ここでさらに治療で注意しなければならないことがあります。
根管治療を成功させるためには、しっかりとした根管治療と、しっかりとした補綴処置が必要になります

こちらは海外の論文データをまとめたものです。
根管治療・被せ物精度と成功率比較
(参考文献:Periapical status of endodontically treated teeth in relation to the technical quality of the root filling and the coronal restoration)

根管治療をしっかり行ったとしても、その後に被せる人工歯の精度が高くなければ成功率が落ちてしまう結果が出ています。
つまり、根管治療をちゃんとやっても、日本の保険の治療で精度の良くない被せ物が入った場合は、成功率は半分以下に落ちる可能性があります。

当院は自費治療を専門で行っている歯医者です。
他院の根管治療専門の病院で根管治療を行なった後に、被せ物を当院でお願いしたいという患者さんも多くいらっしゃいます。
根管治療専門の病院では「根管治療のみ行うので、補綴処置は別の医院でしてください」という場合が多いです。

当院では、根管治療も専門的に行いますし、精度の高い補綴処置も提供しています。
わざわざ病院を変える必要はなく、当院で全ての治療が終わりますので、お悩みの方は是非ご相談ください。

当院で定期検診を行い、5年後のCT撮影で予後を確認しました。
穿孔:5年後のCT撮影予後
横側から見てみると根の先の黒い影が消えています。
炎症が無くなり骨が再生しています。

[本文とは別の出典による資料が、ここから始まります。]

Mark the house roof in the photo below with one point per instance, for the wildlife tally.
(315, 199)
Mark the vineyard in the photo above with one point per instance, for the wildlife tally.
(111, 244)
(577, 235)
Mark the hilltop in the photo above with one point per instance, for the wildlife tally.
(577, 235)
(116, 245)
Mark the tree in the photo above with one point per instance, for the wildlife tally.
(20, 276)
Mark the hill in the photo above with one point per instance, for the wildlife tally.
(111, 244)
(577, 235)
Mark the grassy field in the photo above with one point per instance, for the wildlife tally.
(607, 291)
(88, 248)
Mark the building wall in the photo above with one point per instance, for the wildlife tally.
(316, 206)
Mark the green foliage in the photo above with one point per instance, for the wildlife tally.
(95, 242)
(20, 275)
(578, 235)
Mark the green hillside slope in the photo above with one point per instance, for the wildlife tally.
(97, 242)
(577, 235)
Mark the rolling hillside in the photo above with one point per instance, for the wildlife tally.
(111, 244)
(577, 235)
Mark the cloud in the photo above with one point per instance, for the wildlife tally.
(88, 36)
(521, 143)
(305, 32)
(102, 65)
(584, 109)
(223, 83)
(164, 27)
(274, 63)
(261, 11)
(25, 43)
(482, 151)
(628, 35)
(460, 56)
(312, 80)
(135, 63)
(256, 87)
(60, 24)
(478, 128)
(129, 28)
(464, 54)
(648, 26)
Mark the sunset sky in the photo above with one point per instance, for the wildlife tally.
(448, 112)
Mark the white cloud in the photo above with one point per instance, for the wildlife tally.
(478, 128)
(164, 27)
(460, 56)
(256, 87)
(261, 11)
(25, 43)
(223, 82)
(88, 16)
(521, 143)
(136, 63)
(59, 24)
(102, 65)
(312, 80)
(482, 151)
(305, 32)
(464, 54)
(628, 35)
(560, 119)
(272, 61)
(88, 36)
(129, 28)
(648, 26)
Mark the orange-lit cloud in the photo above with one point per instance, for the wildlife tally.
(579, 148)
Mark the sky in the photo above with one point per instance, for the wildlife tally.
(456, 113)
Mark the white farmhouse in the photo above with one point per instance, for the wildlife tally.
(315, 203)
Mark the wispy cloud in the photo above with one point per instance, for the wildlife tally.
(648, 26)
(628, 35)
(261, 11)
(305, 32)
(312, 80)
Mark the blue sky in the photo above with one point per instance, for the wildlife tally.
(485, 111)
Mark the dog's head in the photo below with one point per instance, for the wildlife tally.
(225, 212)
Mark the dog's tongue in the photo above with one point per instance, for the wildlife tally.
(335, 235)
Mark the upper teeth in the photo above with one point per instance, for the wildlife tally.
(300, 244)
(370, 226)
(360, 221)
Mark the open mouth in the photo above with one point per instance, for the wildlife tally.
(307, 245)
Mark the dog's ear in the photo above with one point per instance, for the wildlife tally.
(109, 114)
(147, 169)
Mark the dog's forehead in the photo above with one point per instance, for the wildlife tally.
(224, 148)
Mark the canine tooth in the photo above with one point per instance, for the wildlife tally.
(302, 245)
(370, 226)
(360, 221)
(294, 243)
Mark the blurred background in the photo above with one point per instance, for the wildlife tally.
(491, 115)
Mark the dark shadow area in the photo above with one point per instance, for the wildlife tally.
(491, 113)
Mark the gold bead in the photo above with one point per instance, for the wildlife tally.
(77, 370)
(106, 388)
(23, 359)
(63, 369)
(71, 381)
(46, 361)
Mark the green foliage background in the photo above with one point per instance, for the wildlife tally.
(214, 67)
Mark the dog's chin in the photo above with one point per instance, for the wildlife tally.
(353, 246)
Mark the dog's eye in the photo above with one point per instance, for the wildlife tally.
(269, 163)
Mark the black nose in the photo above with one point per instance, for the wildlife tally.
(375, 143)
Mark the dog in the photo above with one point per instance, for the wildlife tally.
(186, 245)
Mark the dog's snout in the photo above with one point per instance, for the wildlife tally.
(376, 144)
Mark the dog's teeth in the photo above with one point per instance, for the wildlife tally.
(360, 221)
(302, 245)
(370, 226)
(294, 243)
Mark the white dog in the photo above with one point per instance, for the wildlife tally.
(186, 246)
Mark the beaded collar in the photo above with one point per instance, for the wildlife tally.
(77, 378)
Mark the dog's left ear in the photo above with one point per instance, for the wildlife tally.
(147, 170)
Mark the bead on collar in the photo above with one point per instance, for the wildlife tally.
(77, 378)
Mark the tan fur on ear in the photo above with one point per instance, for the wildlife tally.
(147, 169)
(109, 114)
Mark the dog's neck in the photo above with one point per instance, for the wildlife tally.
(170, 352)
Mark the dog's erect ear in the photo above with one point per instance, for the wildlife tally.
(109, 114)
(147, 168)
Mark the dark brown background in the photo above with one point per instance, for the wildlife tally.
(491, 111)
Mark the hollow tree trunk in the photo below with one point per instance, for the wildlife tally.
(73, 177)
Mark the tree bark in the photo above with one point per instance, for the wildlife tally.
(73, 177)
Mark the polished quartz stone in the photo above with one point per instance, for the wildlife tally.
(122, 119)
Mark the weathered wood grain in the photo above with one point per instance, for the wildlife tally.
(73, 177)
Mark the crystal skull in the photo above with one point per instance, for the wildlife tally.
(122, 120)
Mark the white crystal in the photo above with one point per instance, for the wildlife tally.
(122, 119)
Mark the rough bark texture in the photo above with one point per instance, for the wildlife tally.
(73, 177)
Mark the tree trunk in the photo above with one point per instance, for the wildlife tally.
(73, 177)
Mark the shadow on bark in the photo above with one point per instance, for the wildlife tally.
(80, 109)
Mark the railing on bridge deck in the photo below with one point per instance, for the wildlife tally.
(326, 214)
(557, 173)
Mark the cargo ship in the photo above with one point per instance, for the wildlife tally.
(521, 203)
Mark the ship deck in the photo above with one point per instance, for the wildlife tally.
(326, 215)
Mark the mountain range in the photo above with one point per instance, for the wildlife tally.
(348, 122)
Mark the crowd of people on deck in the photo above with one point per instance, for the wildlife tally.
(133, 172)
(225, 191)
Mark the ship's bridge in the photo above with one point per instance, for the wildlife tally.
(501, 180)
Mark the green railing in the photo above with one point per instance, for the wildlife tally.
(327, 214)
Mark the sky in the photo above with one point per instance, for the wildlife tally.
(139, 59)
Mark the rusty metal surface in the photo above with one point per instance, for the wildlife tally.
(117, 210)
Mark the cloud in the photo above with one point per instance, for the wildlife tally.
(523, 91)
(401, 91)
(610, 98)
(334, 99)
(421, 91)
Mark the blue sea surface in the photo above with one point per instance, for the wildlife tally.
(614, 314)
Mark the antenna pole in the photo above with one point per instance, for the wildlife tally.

5年後で再発の兆候は無く安定しています。

最初のCT画像ももう一度見てみましょう。
初診術前穿孔
術前です。根の先と周囲に黒い影がしっかりと見えます。

断面で確認です。
穿孔:再根管治療術後治癒
根の先端の黒い影が全くありません。
右の根管は閉鎖していましたが完治しています。

遠心根の断面も見ます。
穿孔:再根管治療術後完治
左側の穿孔していた先の骨も再生し、根の先の黒い影も無くなっています。

5年経過しましたが安定しています。しっかりと治っています。

根管治療が適切に行われることで、自分の歯を長く使うことが出来ます。
しかし、根管治療をしてある歯は、根管治療をしていない神経が残っている歯と比べると2~3割生存率が落ちるという報告があります。
神経を治療した歯は脆くなるために、歯根破折などのリスクが高くなるためです。

神経を取らなければならないほど虫歯がひどくならないように定期検診や日々の虫歯予防、虫歯になったとしても神経を取らずに保存する神経温存療法を行なうことで、歯の寿命を延ばすことが出来ます。

 

先日、歯ぐきが腫れてかかりつけ医で抜歯をされたという患者さんがセカンドオピニオンで来院されました。
担当医からは「膿んであごの骨が溶けている。早く抜歯をしないと骨が溶けてインプラントが出来なくなる。」と言われたために抜歯したようです。
インプラント治療をしたい歯科医師や、根管治療が上手でない歯科医師の治療の選択肢は「抜歯」となります。
抜歯前のレントゲン写真を確認しましたが、根管治療で治っていた可能性もありました。

他院で抜歯宣告されたとしても、精度の高い根管治療で治る可能性もあります。
長い人生、患者さんの大切な歯でいつまでも美味しく食事ができて生活できるように、当院では日々研鑽を積んで、技術力を高め、より良い医療を提供しています。